McDonough, a longtime Obama foreign policy adviser who worked on the 2008 campaign, would bring a strong working relationship and long history with the president to the job.

Two associates of McDonough told Reuters they would be surprised if he did not land the position, though administration officials have indicated it is not a done deal.

An announcement is expected soon.

McDonough, a foreign policy expert, would have a broad domestic portfolio as chief of staff. President Barack Obama has identified deficit reduction, immigration reform and gun control as his top policy priorities for the first year of his second term.

Rob Nabors, the White House director of legislative affairs who was a critical player in the "fiscal cliff" talks with congressional leaders, is expected to be promoted to deputy chief of staff, according to one source with close ties to the White House. Nabors would replace Nancy-Anne DeParle.

McDonough has been on the White House National Security Council since Obama became president, with stints as National Security Council chief of staff and communications chief before assuming his current role of assistant to the president and deputy national security adviser.

As part of the senior foreign policy team, McDonough has helped shape the administration’s response to Iran's nuclear ambitions, the uprisings in Arab nations and the winding down of the Iraq and Afghanistan wars, The Wall Street Journal notes.

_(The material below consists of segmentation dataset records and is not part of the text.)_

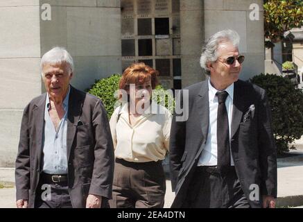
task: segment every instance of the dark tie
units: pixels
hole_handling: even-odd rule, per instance
[[[217,144],[218,144],[218,169],[220,173],[227,173],[230,166],[230,131],[227,111],[225,100],[228,96],[226,91],[217,92]]]

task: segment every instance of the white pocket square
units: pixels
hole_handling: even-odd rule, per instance
[[[252,119],[254,115],[254,105],[250,105],[248,110],[244,114],[243,122],[247,122],[249,119]]]

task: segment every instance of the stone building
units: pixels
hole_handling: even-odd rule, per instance
[[[241,78],[264,71],[261,0],[0,1],[0,167],[12,166],[25,105],[44,92],[42,56],[62,46],[75,62],[72,85],[85,89],[133,61],[160,71],[166,88],[205,79],[203,41],[238,31]],[[51,8],[49,8],[49,6]]]

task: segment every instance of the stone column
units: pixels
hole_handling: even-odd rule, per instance
[[[199,62],[204,28],[204,1],[180,0],[182,87],[205,78]]]

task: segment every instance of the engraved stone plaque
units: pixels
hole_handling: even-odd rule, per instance
[[[146,15],[151,13],[151,0],[137,0],[138,15]]]
[[[171,62],[169,59],[156,60],[156,69],[159,76],[169,76],[171,75]]]
[[[121,0],[121,17],[130,17],[134,15],[134,0]]]
[[[122,56],[135,56],[135,40],[122,40]]]
[[[155,12],[157,15],[168,14],[168,0],[155,0]]]
[[[170,39],[156,40],[156,55],[168,56],[171,54],[171,44]]]
[[[138,35],[151,35],[151,19],[138,19]]]
[[[121,34],[122,35],[134,35],[133,19],[121,19]]]

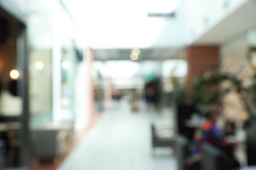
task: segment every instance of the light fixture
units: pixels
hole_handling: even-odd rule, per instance
[[[139,59],[139,55],[134,55],[133,54],[131,54],[130,55],[130,59],[132,60],[132,61],[137,61]]]
[[[42,61],[38,60],[35,61],[35,67],[37,70],[43,70],[45,67],[45,64]]]
[[[139,56],[140,54],[140,50],[139,48],[133,48],[133,50],[131,50],[131,53],[134,55]]]
[[[20,73],[16,69],[12,69],[10,71],[10,76],[12,80],[18,79],[20,76]]]
[[[38,14],[36,13],[33,13],[30,15],[30,20],[32,22],[37,22],[39,20]]]
[[[62,69],[65,70],[67,70],[70,67],[70,62],[67,60],[63,61],[61,65]]]

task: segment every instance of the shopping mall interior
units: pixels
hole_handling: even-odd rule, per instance
[[[256,169],[255,15],[0,0],[0,169]]]

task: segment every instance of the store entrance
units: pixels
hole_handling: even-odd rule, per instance
[[[28,119],[25,33],[25,25],[0,8],[1,169],[24,164],[28,135],[24,126]]]

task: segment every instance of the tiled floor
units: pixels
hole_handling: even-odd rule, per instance
[[[152,156],[150,123],[171,124],[172,112],[152,112],[142,102],[131,112],[127,101],[114,103],[58,167],[59,170],[177,169],[169,148]]]

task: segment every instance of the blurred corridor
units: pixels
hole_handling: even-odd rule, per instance
[[[254,168],[255,15],[256,0],[0,0],[0,170]]]
[[[173,112],[147,112],[144,104],[133,112],[127,99],[113,103],[58,169],[177,169],[171,148],[153,155],[149,128],[173,123]]]

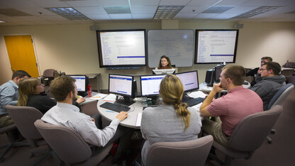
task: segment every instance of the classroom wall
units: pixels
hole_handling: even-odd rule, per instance
[[[295,62],[295,22],[240,23],[236,64],[245,67],[258,67],[262,56],[272,57],[281,65],[286,60]],[[150,74],[152,69],[106,70],[99,68],[95,31],[90,24],[0,26],[0,84],[11,77],[9,60],[4,39],[4,35],[32,35],[40,74],[45,69],[54,68],[66,74],[101,73],[101,89],[108,89],[108,73]],[[98,29],[161,29],[162,23],[100,23]],[[234,23],[181,22],[179,29],[233,28]],[[194,65],[179,67],[178,72],[198,70],[200,82],[205,72],[216,64]]]

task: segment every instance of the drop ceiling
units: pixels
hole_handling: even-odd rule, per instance
[[[162,6],[183,6],[172,18],[179,21],[295,22],[295,0],[1,0],[0,21],[5,22],[0,26],[159,22],[153,18]],[[261,6],[278,8],[236,18]],[[72,7],[87,19],[69,20],[46,9],[55,7]],[[129,11],[118,13],[116,9]]]

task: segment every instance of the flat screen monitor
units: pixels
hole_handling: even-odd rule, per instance
[[[196,30],[194,63],[235,62],[238,30]]]
[[[108,93],[132,96],[133,76],[109,74]]]
[[[172,74],[175,73],[175,69],[152,70],[152,72],[155,73],[155,74]]]
[[[72,77],[76,82],[74,82],[77,86],[78,92],[84,92],[87,91],[87,76],[86,75],[67,75]]]
[[[160,84],[165,75],[140,76],[141,96],[145,97],[159,96]]]
[[[100,67],[146,65],[145,30],[96,31]]]
[[[177,73],[175,74],[182,81],[184,92],[199,89],[198,71]]]

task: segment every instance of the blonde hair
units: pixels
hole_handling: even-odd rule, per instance
[[[40,80],[36,78],[23,79],[18,84],[18,106],[25,106],[28,103],[28,95],[35,94],[35,88],[40,84]]]
[[[167,74],[161,81],[160,84],[160,96],[163,102],[174,106],[177,115],[182,117],[184,122],[184,131],[189,126],[191,113],[187,109],[187,104],[182,103],[184,94],[184,86],[182,81],[175,75]]]

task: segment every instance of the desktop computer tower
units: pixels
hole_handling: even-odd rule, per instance
[[[213,69],[208,70],[206,72],[205,82],[207,84],[208,87],[212,87],[214,84],[213,80]]]

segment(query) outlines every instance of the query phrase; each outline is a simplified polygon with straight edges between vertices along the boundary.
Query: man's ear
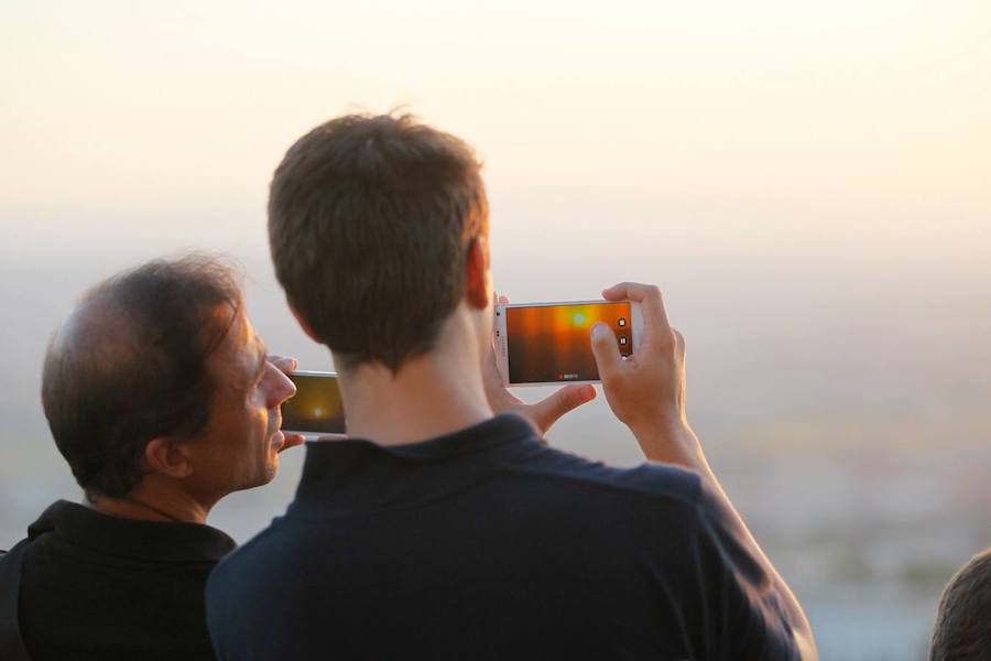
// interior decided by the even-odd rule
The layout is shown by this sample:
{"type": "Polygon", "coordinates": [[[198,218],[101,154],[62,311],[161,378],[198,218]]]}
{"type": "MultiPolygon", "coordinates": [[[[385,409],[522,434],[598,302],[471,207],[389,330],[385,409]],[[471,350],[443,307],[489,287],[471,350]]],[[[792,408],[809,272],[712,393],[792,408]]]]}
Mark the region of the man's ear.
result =
{"type": "Polygon", "coordinates": [[[144,446],[144,462],[152,473],[183,478],[193,475],[186,444],[173,436],[152,438],[144,446]]]}
{"type": "Polygon", "coordinates": [[[286,301],[286,303],[290,306],[290,312],[292,312],[293,316],[296,317],[296,323],[300,324],[301,328],[303,328],[303,333],[305,333],[313,342],[317,344],[324,344],[320,338],[316,336],[316,333],[313,332],[313,326],[309,325],[309,322],[306,321],[306,317],[300,314],[300,311],[296,310],[292,303],[288,303],[288,301],[286,301]]]}
{"type": "Polygon", "coordinates": [[[489,306],[489,246],[484,237],[475,237],[468,243],[465,285],[469,305],[477,310],[489,306]]]}

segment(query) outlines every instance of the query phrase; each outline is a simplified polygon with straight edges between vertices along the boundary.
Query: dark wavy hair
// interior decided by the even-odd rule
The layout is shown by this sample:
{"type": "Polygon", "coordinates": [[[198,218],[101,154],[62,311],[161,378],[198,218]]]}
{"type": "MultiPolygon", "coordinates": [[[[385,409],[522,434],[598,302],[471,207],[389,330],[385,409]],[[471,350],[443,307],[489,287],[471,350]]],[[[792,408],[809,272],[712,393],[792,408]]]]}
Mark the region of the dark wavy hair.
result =
{"type": "Polygon", "coordinates": [[[970,559],[947,584],[936,613],[929,659],[991,659],[991,549],[970,559]]]}
{"type": "Polygon", "coordinates": [[[48,344],[42,403],[88,496],[128,495],[149,441],[203,430],[216,390],[208,359],[241,302],[235,270],[204,254],[142,264],[83,296],[48,344]]]}

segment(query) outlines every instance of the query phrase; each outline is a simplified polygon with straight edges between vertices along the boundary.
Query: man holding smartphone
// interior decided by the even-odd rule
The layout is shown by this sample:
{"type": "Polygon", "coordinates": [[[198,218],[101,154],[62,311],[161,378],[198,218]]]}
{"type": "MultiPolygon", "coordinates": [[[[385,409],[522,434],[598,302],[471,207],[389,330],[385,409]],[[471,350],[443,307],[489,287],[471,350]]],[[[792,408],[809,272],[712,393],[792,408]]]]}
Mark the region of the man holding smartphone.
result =
{"type": "Polygon", "coordinates": [[[159,260],[91,289],[55,333],[42,399],[83,487],[0,559],[0,658],[213,659],[204,587],[233,540],[218,500],[270,481],[294,392],[222,263],[159,260]]]}
{"type": "Polygon", "coordinates": [[[488,223],[472,150],[410,117],[329,121],[275,171],[275,271],[333,354],[349,440],[311,443],[286,516],[211,575],[218,657],[815,659],[688,426],[656,288],[603,292],[642,306],[632,357],[590,337],[650,463],[493,415],[519,402],[492,357],[488,223]]]}

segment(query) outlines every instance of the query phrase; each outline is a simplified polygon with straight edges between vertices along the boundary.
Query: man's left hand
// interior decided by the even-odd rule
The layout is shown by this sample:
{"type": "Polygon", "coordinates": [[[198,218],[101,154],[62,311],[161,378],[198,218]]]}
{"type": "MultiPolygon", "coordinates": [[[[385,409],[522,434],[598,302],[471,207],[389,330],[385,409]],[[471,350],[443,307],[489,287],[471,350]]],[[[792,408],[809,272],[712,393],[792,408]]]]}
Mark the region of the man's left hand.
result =
{"type": "MultiPolygon", "coordinates": [[[[300,367],[300,364],[295,358],[288,358],[286,356],[275,356],[273,354],[269,355],[269,362],[274,365],[282,373],[288,376],[292,372],[296,371],[300,367]]],[[[303,434],[286,434],[283,432],[283,437],[285,441],[282,444],[282,447],[279,448],[279,452],[287,449],[290,447],[295,447],[297,445],[303,445],[306,441],[306,436],[303,434]]]]}

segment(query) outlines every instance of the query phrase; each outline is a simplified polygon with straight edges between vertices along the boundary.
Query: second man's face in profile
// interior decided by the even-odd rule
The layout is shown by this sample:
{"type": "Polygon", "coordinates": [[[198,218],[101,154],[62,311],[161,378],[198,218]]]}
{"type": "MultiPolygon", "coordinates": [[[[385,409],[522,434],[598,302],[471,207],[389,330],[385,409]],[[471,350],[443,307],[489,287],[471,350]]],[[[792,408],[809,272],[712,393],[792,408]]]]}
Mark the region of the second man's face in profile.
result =
{"type": "Polygon", "coordinates": [[[210,356],[210,372],[216,381],[210,419],[188,442],[194,488],[227,494],[271,481],[285,443],[280,407],[296,389],[269,362],[243,311],[210,356]]]}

"Denis is the perfect choice for the second term for two important reasons," former Senate Majority Leader Tom Daschle, D-S.D., who once employed him in his Senate office, told the Journal. "First, I doubt that there is anyone the president trusts more. Second, as a result, he comes to the position with enormous authority and credibility. That will serve him very well as he works with Congress, the Cabinet and virtually everyone else."